Properly documenting the items that are allegedly key pieces of evidence has proven a challenge for the DC Metropolitan Police Department (MPD). In the aftermath of the mass arrest, Horse said at least one person had the wrong property returned to them: “The police sent them shin guards that weren’t even theirs.”

(Inquiries to the MPD as to the accuracy of property receipts during the J20 arrest were not returned.)

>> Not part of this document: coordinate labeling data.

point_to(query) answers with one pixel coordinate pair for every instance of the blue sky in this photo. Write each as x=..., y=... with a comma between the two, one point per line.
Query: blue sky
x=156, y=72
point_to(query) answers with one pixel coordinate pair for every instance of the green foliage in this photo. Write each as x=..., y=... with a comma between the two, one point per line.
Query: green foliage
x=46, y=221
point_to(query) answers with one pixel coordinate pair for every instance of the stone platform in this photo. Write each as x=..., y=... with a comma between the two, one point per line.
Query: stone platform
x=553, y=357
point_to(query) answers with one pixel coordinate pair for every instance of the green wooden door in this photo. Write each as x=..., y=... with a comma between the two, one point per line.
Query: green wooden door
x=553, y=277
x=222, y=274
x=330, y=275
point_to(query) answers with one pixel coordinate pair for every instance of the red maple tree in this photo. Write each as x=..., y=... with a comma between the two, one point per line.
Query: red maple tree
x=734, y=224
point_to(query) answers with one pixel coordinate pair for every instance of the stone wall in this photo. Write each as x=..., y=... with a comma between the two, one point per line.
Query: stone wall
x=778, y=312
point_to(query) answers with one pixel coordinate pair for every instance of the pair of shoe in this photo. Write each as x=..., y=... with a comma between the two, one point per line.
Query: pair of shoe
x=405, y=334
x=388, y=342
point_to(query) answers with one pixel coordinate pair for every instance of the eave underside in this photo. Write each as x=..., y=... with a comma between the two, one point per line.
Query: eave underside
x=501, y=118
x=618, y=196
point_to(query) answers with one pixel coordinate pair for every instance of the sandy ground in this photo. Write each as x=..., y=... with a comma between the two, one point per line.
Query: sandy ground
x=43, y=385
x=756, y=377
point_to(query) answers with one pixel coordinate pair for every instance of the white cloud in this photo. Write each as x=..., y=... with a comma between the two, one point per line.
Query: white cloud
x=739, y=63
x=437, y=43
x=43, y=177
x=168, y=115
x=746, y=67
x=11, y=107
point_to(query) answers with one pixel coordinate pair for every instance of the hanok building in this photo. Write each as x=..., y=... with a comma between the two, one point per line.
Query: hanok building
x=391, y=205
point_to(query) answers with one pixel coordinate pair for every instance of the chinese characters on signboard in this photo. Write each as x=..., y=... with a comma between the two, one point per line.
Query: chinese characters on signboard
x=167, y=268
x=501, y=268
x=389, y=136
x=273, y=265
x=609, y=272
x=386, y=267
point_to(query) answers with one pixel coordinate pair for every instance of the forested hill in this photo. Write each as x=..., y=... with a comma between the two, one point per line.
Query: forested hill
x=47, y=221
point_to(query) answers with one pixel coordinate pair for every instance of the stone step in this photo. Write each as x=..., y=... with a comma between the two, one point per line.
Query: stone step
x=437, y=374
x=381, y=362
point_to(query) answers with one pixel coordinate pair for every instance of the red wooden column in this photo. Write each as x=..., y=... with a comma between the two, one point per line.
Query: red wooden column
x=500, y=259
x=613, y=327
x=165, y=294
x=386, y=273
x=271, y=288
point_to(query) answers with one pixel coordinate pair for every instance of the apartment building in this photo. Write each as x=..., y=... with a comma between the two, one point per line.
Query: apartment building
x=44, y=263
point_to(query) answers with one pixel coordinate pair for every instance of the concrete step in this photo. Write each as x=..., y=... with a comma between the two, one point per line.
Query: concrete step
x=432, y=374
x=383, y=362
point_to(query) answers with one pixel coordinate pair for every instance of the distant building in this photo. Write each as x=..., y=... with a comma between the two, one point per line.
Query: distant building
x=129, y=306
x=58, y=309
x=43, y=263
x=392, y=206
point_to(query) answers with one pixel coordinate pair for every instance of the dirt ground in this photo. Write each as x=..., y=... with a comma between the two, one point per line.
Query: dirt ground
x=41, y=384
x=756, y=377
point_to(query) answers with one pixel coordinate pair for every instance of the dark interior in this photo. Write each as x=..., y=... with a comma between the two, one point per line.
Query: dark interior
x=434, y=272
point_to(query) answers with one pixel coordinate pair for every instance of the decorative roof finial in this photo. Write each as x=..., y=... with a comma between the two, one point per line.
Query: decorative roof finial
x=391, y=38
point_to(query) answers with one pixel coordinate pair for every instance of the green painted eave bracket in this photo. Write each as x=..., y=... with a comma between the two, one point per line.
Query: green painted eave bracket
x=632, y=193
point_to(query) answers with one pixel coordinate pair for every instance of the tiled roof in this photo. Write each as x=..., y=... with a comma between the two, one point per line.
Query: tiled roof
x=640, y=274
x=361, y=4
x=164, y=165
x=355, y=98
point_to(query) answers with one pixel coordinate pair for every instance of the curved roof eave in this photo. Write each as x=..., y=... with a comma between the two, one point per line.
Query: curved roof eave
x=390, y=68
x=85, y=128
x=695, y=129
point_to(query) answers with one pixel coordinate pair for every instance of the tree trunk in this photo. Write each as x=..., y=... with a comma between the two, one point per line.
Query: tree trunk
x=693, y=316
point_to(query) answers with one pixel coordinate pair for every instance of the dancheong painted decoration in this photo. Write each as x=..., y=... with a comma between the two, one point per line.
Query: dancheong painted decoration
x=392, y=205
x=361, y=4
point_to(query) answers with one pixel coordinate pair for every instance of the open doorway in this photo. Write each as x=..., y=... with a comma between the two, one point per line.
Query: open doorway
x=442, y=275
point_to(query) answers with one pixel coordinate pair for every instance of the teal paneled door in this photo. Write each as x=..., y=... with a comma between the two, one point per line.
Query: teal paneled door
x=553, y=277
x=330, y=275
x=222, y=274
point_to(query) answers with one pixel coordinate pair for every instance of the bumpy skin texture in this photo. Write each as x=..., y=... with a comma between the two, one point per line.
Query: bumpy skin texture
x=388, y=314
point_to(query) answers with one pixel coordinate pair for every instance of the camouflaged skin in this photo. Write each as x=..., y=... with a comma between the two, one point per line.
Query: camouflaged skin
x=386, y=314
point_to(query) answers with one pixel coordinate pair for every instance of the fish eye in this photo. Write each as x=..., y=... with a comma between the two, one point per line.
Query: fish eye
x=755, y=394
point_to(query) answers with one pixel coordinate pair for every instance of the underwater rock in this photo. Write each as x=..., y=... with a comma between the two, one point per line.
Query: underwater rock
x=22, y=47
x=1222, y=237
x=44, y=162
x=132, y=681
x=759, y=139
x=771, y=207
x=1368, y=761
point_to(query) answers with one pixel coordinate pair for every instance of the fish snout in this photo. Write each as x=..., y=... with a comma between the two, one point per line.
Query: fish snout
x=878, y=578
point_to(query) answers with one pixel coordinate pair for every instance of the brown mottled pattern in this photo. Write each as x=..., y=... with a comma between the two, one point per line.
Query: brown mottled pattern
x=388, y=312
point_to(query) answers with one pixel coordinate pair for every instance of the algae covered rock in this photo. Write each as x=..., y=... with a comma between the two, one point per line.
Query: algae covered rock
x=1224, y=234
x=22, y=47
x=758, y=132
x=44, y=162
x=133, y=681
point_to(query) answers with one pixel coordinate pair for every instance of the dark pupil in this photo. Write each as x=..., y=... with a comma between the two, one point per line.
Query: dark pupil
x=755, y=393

An activist I’ll call Jamie, who spoke on condition of anonymity, ran jail support on behalf of the National Lawyer’s Guild following the arrests. Their role was to ensure those arrested had food and water to tide them over the night. Jamie saw that the police were not returning accurate property receipts to the detainees, and many did not have their wallets and driver’s licenses returned. “They tried to keep everything,” Jamie told me. For the out-of-towners arrested, Jamie said it was “a transparent attempt to punish them just for being there.”

Alex Rubinstein, who covered the inauguration protests on assignment for RT America, also described difficulties getting the police to return an accurate property log in a Medium post recounting his experience: “They kept telling me that even if my property wasn’t documented, I would get it back nonetheless. I knew better than to think that items deprived of a paper trail last very long in any government office.”

Lagesse experienced similar resistance getting the police to return an accurate property receipt. “Mine didn’t list my cellphone,” she said. “Some people’s phones were listed on their receipts, others weren’t.” Her phone was one of more than 100 seized by police, a move criticized by civil liberties activists.

Lagesse has been studying the prosecution’s strategy in the first trial group in a bid to understand her own case. Her impression so far? “When people ask me for the weirdest parts, I literally don’t know where to start.”